A Passage into Popular Culture
Hundreds upon hundreds of books. Two dozen movies. Plays, radio serials, poems, paintings, two Broadway musicals, comics, video games and a symphony. And now a viral video from The Irish Rovers.
Sometimes it seems cave painting is the only art form that has not taken on the never-gets-old drama of the Titanic’s doomed maiden voyage.
The saga is so compelling that the most faithful of all the filmed accounts — 1958’s “A Night To Remember” — routinely causes audiences to scoff at the unlikely melodrama, questionable coincidences and implausible heroics.
Yet it’s all true.
“It’s this great sort of metaphorical novel that actually happened,” said James Cameron, who directed the 1997 blockbuster film about the disaster.
The first movie made about the Titanic came out just weeks after the sinking. It starred Dorothy Gibson, an actress who was sailing in First Class and who was one of the first into a lifeboat.
In the 10-minute silent movie, now lost, she wore the same dress for accuracy, but was shown heroically rescuing people, which never happened.
The Library of Congress has two boxes of sheet music covering the songs sung about the ship just between 1912 and 1914.
Wars and the Depression distracted the nation and interest flagged somewhat until 1955, when Walter Lord published his thrilling, meticulously researched account, “A Night To Remember.” The book has not been out of print since.
Definitive publishing numbers are not available, but Amazon.com currently lists 1,327 different paperbacks for sale with Titanic in the title.
According to Bowker Market Research, 98 Titanic books have come out in 2012 alone. And it’s only April.
“It’s a timeless story that can be told from so many different angles that it generates virtually endless fodder for authors and publishers,” said Bowker vice president Kelly Gallagher.
It’s said more fictional characters have now sailed on the ship than actual passengers.

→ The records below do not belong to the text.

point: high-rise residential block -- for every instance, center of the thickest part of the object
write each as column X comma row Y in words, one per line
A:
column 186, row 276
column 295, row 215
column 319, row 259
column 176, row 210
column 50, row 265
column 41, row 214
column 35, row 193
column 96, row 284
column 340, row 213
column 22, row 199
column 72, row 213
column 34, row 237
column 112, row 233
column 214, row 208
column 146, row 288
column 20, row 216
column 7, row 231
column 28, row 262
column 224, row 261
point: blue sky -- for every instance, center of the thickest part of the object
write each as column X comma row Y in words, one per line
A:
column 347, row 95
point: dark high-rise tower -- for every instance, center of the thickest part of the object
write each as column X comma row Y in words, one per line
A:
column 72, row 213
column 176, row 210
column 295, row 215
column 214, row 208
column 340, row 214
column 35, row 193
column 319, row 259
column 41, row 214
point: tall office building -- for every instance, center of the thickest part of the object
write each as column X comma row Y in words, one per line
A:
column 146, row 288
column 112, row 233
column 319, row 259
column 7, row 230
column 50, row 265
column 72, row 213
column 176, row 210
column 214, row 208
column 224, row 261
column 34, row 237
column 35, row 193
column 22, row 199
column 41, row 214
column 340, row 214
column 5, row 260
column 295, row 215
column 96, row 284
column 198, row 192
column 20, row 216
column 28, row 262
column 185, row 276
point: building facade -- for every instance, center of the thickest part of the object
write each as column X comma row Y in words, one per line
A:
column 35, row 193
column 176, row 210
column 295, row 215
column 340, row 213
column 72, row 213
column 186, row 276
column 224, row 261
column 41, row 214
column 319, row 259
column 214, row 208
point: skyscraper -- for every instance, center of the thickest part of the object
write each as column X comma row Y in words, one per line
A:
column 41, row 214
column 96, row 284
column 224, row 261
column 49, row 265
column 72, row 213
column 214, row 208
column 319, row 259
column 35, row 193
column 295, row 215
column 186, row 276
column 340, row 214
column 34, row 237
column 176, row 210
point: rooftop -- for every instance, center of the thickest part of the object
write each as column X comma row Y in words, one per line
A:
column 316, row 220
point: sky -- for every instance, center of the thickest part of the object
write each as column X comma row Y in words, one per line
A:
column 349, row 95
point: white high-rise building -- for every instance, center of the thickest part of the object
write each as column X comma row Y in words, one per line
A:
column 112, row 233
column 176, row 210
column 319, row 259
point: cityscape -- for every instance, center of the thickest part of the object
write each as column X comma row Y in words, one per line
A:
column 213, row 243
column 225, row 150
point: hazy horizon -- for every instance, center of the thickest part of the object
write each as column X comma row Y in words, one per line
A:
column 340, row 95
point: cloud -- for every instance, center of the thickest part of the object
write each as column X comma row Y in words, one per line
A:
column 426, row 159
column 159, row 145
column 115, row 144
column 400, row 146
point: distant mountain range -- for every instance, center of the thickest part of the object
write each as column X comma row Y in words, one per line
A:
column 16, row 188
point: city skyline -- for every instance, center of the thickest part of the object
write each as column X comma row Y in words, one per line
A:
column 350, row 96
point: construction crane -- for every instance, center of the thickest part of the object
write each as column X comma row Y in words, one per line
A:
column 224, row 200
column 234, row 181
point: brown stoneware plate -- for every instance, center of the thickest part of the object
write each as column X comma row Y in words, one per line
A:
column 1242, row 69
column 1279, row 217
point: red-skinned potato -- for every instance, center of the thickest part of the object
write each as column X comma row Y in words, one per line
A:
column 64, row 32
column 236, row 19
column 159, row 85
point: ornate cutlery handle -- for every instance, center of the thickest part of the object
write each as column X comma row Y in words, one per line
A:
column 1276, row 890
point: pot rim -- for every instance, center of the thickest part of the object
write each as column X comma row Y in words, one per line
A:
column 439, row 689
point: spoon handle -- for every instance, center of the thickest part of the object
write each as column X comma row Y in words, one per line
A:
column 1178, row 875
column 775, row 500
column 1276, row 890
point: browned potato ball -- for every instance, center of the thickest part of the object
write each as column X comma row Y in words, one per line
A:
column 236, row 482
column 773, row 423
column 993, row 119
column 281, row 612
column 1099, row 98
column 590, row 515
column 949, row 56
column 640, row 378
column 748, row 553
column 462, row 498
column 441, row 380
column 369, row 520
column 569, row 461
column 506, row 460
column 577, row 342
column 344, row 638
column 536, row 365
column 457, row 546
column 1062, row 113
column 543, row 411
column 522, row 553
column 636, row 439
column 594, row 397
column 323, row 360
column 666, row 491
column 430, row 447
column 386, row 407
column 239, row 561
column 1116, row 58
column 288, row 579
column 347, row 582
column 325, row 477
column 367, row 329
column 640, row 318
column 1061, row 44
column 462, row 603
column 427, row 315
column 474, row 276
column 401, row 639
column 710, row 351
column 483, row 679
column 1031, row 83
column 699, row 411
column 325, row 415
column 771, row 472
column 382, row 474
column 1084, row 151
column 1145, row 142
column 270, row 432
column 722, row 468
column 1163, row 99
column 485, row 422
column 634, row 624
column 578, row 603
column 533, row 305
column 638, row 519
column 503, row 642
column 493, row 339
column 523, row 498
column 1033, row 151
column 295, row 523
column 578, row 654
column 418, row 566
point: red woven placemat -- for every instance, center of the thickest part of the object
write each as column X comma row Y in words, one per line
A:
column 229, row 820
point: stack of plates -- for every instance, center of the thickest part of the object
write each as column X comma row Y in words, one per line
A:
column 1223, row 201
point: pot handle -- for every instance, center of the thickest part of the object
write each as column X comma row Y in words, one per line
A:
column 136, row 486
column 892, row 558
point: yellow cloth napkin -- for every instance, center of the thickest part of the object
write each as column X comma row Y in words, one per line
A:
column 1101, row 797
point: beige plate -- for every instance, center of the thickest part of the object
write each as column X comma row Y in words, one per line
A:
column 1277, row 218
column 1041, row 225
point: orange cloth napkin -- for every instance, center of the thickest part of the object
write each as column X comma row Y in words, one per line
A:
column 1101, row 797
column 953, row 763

The 1985 discovery of the broken ship on the ocean floor two miles down plunged a new generation into Titanicmania, as did Cameron’s film 12 years later.
Now the centenary is introducing another generation to the epic tale.
Cameron’s movie is out in 3-D, and two mega-budget TV miniseries are coming, along with a slew of fresh documentaries. Oh, and lest we forget such a fitting tribute from The Irish Rovers.